The retired priest here made a suggestion that I am considering: why not celebrate the Solemnity of the Sacred Heart on the nearest Sunday?
He was, I think, prompted by my practice of transferring to Sunday the celebration of the patronal feast for St. Boniface (when not impeded by Holy Trinity or Corpus Christi, as happens this year), and the transfer to a nearby Sunday of the celebration of the dedication of our churches--which are solemnities for that parish.
So why not also for Sacred Heart? The retired priest argued for it because it's such a special devotion--and way of life--for so many and could be for so many more.
I discussed this over dinner last night with the parochial vicar, our dear Sisters of Charity, and one of the seminarians here for the summer. The first reaction, from the vicar, was, are you sure you can do that?
The answer is yes, according to the General Norms for the Liturgical Year and the Calendar, paragraph 58:
For the pastoral advantage of the people, it is permissible to observe on the Sundays in Ordinary Time those celebrations that fall during the week and have special appeal to the devotion of the faithful, provided the celebrations take precedence over these Sundays in the Table of Liturgical Days. The Mass for such celebrations may be used at all the Masses at which a congregation is present (February 14, 1969, accessed at EWTN's online library.
Not that I remembered the exact citation, so we had some discussion about why this doesn't apply to Christmas; the answer being, this provision applies only during Ordinary Time. The question then arose, what about Assumption? It seems that, from this provision, that might be possible; but the counter offered by the vicar was that it's one thing to do this with a solemnity particular to a parish; another to do it for a solemnity celebrated universally. Also, he argued, Sacred Heart is particularly tied to Friday--the Church designed the calendar so that it always comes up on Friday after all.
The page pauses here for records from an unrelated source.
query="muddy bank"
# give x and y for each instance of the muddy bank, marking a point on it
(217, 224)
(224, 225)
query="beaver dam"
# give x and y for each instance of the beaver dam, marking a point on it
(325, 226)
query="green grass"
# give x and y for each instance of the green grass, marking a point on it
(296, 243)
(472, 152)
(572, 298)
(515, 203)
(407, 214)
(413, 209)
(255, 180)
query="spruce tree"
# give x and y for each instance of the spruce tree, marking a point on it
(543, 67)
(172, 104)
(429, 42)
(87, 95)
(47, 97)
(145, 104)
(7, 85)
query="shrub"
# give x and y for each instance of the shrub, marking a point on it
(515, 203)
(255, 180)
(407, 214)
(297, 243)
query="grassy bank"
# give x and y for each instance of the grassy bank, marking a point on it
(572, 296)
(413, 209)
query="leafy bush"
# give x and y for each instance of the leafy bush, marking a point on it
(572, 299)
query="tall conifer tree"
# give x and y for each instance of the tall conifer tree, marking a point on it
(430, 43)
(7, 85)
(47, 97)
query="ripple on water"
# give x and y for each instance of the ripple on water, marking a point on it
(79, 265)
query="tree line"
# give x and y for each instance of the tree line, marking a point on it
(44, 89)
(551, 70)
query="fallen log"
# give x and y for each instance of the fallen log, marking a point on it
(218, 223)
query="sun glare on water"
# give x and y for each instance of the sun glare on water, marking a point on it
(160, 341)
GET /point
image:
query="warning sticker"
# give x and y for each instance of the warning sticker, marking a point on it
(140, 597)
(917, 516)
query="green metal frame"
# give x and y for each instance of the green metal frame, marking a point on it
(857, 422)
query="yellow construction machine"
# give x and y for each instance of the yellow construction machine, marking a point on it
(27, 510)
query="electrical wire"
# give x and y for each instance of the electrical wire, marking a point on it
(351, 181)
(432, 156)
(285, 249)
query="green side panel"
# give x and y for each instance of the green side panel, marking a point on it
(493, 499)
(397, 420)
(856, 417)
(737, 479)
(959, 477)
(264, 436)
Another of the seminarians staying here asked, wouldn't the diocesan bishop have to give permission? Good question.
Well, I'm putting this out for your consideration and comment. I'm interested in two things, somewhat different:
1) Do you have any authoritative source to offer in answering these questions about whether such things can be done, and if so, on whose authority? (pastor, bishop, conference, Holy See?)
2) Do you have an opinion on whether such an option--even if allowed--is desirable.
What do you say?
P.S. I also found this article online, by Father Edward McNamara, that touches on this somewhat. Scan down somewhat, as Father McNamara gives an addendum to his earlier answer.